“Karena wanita itu aurat, hampir semua bagian tubuhnya aurat. Jadi, mending kamu di rumah,” jawab Mas Burhan.
Aku semakin melongo, benar-benar melongo. “Masa aku gak boleh ketemu orang?”
“Bukan gak boleh, tapi dibatasi, diminimalisir kalau tidak perlu. Apalagi di pasar banyak laki-laki ... tukang ojeg, tukang becak, yang jualan pinggir jalan, pedagang, kuli pasar ... Mas gak mau kamu dilihat laki-laki lain.”
“Ya ampun ... kan kalaupun aku dilihat orang lain juga mungkin sebatas lihat aja, bukan yang macem-macem. Lagipula ke pasar, ke warung, itu kan kebutuhan ... keperluan. Bukan mau main-main. Mas jangan berlebihan, dong. Aku gak nyaman,” protesku. “Kalau begini, aku bisa jadi kuper. Lagian, kenapa kamu jadi aneh begini sih, Mas? Biasanya juga kamu masa bodo amat sama aku. Sejak pulang kamu jadi berbanding terbalik.”
Tanpa sengaja aku keceplosan mengungkapkan rasa anehku padanya.

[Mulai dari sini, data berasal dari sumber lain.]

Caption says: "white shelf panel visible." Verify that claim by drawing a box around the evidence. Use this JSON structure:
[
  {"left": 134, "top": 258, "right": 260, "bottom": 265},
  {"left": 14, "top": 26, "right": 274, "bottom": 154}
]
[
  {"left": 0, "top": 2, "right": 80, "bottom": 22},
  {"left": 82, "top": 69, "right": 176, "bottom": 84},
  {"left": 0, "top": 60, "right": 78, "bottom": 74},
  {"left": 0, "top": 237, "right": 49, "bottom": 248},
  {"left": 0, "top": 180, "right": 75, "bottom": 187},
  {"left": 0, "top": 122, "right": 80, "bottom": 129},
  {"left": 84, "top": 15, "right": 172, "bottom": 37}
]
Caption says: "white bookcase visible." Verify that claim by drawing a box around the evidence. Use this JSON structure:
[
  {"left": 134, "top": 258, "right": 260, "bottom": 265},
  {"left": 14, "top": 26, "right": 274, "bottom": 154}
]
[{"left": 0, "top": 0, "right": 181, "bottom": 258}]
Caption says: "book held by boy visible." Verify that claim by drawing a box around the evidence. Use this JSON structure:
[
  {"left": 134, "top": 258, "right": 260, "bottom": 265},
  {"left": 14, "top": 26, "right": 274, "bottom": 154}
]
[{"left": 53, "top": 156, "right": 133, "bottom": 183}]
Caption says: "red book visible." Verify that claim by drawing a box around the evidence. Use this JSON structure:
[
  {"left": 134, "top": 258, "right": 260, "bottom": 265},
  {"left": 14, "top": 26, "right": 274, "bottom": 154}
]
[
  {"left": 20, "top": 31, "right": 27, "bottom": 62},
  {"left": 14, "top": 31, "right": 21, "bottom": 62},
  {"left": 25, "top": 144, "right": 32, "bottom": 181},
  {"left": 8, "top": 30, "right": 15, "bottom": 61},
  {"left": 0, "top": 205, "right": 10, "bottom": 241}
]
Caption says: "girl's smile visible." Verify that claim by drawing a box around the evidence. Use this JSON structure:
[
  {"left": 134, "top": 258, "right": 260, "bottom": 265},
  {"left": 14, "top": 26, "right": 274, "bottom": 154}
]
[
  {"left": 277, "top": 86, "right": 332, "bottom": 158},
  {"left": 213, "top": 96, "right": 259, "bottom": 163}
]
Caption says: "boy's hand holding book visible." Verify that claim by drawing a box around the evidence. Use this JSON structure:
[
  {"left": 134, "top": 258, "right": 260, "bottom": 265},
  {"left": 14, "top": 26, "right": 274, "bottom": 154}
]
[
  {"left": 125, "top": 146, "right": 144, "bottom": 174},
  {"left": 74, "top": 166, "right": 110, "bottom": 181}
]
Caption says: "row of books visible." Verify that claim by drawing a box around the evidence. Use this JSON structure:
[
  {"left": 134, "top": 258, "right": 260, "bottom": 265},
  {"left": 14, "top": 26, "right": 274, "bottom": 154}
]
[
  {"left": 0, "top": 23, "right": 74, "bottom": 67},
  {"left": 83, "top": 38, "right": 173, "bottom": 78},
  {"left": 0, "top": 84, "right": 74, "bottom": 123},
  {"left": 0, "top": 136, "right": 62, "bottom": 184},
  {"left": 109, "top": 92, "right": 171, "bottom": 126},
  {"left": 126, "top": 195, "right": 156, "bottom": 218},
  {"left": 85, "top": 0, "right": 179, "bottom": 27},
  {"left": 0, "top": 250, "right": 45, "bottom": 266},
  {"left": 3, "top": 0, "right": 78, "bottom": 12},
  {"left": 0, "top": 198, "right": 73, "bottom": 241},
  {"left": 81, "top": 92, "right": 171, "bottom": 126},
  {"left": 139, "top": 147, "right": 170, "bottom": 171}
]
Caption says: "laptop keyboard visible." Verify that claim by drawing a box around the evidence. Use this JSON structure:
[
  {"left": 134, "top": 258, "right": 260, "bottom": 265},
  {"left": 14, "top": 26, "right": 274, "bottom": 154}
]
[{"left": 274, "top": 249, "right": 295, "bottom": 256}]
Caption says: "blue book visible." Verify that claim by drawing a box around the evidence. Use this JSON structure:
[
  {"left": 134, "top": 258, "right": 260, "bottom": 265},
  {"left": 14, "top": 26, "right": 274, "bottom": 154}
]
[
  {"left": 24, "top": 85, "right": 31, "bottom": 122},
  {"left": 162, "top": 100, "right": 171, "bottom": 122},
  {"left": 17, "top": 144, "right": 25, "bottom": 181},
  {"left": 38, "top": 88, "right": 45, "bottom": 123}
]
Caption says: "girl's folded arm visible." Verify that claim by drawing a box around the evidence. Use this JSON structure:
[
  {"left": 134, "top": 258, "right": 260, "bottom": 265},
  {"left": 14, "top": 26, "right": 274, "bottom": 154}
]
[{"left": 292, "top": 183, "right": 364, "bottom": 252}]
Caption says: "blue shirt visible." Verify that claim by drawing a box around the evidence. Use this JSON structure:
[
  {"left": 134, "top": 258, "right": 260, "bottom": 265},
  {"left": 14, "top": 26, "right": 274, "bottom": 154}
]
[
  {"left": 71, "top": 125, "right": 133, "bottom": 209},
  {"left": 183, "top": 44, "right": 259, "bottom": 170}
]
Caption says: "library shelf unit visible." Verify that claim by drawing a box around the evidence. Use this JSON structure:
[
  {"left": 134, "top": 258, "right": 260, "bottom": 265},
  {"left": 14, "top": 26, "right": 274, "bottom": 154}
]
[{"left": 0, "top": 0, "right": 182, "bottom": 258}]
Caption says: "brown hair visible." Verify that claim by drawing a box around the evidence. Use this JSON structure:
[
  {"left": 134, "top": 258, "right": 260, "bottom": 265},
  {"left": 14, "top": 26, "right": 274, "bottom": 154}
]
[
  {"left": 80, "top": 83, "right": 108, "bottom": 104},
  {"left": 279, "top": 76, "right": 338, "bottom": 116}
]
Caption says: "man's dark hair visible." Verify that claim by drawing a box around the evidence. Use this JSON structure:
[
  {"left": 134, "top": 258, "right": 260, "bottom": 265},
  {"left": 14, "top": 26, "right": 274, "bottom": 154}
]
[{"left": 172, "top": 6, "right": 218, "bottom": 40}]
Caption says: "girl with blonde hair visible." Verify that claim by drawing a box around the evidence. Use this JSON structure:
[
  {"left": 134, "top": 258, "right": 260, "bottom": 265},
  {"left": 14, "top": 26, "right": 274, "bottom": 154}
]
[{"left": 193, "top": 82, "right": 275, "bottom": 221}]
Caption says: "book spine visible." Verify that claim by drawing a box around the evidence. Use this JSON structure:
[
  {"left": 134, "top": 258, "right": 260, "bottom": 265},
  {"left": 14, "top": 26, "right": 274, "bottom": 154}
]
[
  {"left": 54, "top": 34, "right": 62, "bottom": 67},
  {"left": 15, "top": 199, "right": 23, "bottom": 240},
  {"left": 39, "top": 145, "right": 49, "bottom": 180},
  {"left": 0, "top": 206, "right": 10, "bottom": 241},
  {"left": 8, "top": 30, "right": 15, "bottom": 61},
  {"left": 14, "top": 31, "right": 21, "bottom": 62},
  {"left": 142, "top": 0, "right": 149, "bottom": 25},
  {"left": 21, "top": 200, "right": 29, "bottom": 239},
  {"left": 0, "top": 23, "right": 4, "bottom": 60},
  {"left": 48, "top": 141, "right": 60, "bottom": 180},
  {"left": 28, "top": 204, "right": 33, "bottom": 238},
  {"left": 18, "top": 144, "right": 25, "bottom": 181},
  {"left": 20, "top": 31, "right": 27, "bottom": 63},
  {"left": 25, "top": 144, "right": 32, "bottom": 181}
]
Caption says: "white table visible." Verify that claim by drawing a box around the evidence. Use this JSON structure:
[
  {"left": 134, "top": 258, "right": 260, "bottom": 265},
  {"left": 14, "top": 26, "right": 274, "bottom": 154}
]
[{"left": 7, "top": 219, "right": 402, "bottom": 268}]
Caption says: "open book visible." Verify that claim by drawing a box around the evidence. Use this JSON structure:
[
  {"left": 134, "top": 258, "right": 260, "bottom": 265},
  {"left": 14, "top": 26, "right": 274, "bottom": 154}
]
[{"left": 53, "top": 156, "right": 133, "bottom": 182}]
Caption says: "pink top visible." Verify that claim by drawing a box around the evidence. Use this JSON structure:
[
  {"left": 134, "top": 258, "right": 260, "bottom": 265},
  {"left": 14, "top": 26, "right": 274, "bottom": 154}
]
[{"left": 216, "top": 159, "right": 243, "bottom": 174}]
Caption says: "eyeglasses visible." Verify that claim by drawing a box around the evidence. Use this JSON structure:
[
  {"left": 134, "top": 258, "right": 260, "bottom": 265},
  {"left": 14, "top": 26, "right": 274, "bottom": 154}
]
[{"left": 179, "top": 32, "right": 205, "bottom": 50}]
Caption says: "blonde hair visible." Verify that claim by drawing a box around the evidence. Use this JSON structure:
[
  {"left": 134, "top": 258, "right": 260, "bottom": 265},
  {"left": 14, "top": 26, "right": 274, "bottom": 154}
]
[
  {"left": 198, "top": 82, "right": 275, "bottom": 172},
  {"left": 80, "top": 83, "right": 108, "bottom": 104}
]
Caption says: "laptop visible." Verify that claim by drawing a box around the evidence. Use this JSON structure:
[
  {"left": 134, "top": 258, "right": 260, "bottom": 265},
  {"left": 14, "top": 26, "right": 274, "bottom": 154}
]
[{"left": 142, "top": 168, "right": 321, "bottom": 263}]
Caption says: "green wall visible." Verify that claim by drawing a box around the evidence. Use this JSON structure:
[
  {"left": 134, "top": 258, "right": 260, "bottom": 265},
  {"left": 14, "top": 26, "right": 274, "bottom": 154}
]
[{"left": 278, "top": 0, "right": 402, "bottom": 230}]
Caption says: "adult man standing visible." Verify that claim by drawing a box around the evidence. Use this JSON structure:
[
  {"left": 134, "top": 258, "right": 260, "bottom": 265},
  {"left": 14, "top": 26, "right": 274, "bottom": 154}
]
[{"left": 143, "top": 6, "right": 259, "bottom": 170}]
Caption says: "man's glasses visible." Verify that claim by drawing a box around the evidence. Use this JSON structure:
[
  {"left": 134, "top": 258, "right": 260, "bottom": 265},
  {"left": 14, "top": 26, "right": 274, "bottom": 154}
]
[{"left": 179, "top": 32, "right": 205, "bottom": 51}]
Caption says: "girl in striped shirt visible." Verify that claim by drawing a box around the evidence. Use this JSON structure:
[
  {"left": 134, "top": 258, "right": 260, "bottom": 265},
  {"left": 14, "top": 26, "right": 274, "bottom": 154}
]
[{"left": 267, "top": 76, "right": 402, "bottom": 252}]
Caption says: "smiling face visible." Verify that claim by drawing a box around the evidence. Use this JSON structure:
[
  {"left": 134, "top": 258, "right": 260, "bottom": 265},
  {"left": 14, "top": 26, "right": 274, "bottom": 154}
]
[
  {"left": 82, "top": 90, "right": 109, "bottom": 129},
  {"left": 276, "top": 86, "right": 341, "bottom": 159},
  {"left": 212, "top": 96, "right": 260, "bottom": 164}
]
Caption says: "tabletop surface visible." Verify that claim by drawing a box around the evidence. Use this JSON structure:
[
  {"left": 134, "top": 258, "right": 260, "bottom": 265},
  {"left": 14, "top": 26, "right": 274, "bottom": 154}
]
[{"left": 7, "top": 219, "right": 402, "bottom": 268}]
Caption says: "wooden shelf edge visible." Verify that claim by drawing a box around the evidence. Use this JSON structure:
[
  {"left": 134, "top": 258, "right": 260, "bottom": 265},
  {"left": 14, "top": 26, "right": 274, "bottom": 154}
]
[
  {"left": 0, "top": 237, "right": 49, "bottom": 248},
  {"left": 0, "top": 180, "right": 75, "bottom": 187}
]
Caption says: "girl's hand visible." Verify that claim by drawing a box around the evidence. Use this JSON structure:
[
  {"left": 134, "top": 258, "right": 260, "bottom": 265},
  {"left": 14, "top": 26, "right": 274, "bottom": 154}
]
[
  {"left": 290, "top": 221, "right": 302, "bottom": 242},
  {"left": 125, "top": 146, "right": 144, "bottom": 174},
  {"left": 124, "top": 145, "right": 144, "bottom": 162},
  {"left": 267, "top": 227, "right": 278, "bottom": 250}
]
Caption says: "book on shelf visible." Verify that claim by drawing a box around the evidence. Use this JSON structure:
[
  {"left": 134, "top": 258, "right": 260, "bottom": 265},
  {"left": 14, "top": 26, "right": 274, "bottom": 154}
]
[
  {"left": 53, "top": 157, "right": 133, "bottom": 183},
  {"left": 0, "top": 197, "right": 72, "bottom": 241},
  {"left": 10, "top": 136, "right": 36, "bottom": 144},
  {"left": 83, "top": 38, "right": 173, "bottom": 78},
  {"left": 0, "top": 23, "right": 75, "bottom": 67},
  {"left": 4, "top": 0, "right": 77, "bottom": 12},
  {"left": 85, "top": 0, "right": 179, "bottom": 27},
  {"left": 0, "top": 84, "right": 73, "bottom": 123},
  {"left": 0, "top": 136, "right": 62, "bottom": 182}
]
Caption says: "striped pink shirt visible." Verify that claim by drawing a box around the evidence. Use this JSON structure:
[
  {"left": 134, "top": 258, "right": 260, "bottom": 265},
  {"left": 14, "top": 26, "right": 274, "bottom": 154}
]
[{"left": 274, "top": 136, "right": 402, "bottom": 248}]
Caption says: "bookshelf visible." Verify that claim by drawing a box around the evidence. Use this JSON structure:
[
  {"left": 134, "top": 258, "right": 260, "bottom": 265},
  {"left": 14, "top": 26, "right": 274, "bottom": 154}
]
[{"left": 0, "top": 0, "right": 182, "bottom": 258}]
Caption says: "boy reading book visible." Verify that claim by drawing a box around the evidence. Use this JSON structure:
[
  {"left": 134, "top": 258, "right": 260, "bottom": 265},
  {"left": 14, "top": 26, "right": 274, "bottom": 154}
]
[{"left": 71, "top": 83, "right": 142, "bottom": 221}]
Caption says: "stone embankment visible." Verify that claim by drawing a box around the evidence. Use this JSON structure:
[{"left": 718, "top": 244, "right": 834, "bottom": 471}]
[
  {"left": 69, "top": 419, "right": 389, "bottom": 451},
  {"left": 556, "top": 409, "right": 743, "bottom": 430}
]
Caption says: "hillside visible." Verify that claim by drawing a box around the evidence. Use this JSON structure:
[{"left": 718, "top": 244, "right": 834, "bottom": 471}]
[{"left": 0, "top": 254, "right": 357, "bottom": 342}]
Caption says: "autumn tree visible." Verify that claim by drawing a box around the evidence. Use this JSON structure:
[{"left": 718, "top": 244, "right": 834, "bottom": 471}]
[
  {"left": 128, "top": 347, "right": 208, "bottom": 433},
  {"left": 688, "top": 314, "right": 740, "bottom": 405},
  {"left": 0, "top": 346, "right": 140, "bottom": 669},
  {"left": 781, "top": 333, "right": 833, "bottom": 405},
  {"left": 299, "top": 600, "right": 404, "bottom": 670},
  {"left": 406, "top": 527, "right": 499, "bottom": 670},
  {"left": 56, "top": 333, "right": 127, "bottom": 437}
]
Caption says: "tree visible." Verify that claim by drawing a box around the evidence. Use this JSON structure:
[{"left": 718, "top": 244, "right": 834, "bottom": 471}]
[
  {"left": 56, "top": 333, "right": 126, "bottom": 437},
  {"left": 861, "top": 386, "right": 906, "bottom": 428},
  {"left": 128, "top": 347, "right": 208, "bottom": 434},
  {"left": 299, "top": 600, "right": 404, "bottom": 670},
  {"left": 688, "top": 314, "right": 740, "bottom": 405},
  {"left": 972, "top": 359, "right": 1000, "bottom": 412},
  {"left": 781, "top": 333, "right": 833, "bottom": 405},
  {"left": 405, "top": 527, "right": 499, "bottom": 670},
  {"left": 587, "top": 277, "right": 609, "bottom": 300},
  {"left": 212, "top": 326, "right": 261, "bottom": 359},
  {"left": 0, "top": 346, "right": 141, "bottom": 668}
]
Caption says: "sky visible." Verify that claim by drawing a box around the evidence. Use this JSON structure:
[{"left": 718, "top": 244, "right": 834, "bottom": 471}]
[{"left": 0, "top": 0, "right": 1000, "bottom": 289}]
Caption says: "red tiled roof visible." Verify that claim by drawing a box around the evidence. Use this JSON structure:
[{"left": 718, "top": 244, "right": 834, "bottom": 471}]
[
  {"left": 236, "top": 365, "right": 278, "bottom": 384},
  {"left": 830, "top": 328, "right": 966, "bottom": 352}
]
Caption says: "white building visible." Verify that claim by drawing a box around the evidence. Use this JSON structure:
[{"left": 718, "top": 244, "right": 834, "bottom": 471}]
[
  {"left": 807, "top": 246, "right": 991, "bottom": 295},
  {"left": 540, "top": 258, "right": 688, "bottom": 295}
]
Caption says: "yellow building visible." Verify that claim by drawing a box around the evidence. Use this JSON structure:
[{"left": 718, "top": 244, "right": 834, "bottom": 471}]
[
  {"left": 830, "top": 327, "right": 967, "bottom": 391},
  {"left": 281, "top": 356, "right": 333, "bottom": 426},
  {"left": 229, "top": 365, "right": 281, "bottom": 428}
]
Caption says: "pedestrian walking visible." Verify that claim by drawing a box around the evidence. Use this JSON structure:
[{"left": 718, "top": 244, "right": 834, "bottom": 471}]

Namun untung saja sepertinya Mas Burhan tidak begitu peka akan hal itu, dia malah mengomentari protesku yang keberatan jika dilarang keluar rumah.
“Kamu kan istriku, kalau bukan istriku mana mau aku peduli sama kamu. Aku ini bertanggungjawab dunia akhirat atas dirimu. Jadi, jelas aku harus protektif. Mau overprotektif juga aku tidak salah selama itu demi keselamatanmu,” tegasnya. “Ingat ya, perempuan betah di rumah itu sunah, bukan kuper!”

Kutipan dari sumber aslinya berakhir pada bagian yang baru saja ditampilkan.